Dimanche 30 octobre :
Après l’ensemble des chapitres qui traitent de l’office divin, vient un autre ensemble qui aborde la ‘’discipline régulière’’. Une communauté forme un corps, comme on dit de l’Église qu’elle est un corps, le Corps du Christ. Ses membres sont solidaires entre eux, observent un certain nombre de lois, et le fait d’enfreindre ces lois porte atteinte au corps tout entier qu’est la communauté. On pourrait croire, vu de l’extérieur, qu’une communauté monastique ne peut qu’être parfaite, or nous sommes bien placés, et nous le constatons par nous-mêmes, que ce n’est pas le cas ! Nous commettons des fautes plus ou moins graves qui blessent l’ensemble de la communauté.

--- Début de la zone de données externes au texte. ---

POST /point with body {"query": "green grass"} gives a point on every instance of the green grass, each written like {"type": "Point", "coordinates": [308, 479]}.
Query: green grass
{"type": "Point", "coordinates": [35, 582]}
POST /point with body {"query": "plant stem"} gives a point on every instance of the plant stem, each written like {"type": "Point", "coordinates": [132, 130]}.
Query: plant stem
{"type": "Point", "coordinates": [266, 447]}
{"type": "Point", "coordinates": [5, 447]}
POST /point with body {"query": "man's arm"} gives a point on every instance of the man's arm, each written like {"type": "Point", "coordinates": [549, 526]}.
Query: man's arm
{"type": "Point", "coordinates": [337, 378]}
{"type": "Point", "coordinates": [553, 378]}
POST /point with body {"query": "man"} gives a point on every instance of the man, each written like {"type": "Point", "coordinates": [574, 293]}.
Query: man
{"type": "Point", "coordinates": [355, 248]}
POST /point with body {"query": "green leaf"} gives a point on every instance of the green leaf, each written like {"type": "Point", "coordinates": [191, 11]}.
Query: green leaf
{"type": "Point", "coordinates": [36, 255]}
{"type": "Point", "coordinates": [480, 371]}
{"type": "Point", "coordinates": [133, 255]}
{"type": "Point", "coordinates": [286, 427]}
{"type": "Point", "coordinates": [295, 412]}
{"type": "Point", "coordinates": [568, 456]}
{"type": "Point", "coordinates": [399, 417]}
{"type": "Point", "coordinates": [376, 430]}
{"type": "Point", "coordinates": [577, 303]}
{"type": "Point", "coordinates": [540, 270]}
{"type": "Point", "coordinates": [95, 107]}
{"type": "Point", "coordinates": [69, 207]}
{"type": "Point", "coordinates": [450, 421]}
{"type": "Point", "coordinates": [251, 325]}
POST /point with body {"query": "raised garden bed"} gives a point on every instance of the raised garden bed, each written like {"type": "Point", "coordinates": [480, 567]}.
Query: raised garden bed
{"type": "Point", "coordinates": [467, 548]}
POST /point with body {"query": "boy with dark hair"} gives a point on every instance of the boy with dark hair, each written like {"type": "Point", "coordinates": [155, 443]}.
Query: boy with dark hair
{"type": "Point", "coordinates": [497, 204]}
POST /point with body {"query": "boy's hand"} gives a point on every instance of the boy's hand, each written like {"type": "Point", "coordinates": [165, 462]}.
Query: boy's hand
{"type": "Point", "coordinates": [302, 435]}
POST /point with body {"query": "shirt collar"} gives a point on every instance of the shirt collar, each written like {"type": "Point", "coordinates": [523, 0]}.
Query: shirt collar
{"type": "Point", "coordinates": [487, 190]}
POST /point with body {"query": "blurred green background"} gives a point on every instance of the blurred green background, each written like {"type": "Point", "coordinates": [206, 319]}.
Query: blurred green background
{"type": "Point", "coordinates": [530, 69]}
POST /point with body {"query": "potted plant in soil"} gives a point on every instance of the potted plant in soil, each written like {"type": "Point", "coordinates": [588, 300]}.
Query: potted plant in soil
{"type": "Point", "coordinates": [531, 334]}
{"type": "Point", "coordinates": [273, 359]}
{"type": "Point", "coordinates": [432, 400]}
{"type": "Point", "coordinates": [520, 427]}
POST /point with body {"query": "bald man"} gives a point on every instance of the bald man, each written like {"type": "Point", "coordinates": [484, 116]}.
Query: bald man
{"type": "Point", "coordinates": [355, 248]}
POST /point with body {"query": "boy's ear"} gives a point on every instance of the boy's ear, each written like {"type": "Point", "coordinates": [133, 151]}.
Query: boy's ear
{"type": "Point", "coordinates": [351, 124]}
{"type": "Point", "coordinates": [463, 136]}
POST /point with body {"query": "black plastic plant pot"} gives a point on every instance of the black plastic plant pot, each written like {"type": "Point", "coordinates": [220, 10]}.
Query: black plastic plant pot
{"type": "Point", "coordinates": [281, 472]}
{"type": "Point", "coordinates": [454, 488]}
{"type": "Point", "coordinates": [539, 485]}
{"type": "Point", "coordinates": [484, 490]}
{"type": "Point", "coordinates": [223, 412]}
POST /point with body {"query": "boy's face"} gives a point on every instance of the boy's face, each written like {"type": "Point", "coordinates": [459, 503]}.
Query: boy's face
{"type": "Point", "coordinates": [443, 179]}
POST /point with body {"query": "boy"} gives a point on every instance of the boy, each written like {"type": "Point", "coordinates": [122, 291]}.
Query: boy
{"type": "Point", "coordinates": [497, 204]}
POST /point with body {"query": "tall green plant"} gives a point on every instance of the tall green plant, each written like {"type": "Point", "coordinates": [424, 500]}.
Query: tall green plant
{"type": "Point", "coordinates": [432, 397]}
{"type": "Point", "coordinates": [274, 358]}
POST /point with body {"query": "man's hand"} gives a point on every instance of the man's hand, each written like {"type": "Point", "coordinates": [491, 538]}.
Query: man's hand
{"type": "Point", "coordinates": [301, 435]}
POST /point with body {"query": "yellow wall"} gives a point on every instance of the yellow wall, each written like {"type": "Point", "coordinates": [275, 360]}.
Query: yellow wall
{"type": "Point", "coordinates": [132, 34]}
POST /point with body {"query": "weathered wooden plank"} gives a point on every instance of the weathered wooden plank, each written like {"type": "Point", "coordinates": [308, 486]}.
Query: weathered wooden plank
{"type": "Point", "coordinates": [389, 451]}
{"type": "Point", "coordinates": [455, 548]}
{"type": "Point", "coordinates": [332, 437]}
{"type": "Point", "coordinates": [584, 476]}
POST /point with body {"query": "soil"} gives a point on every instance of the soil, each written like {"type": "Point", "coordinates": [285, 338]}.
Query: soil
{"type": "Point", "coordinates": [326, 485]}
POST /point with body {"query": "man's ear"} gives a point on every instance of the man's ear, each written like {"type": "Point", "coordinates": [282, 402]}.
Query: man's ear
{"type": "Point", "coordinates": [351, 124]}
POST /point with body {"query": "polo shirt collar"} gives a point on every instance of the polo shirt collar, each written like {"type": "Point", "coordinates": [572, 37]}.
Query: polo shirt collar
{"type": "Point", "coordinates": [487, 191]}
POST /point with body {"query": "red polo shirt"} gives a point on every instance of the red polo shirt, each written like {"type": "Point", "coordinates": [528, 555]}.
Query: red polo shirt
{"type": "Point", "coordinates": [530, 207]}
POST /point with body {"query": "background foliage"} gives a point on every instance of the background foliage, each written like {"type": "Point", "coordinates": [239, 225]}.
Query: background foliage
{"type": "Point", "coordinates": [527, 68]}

Dans ce chapitre, saint Benoît indique quatre fautes : rébellion, désobéissance, orgueil et murmure. Le murmure est souvent dû à une forme d’orgueil qui entraine la désobéissance et la rébellion. Et l’excommunication qui en résulte n’est pas tant une décision de l’abbé et de la communauté, que la conséquence de l’attitude du coupable. En fait, il s’excommunie davantage qu’il n’est excommunié, car, par sa critique de la communauté, il s’en sépare lui-même.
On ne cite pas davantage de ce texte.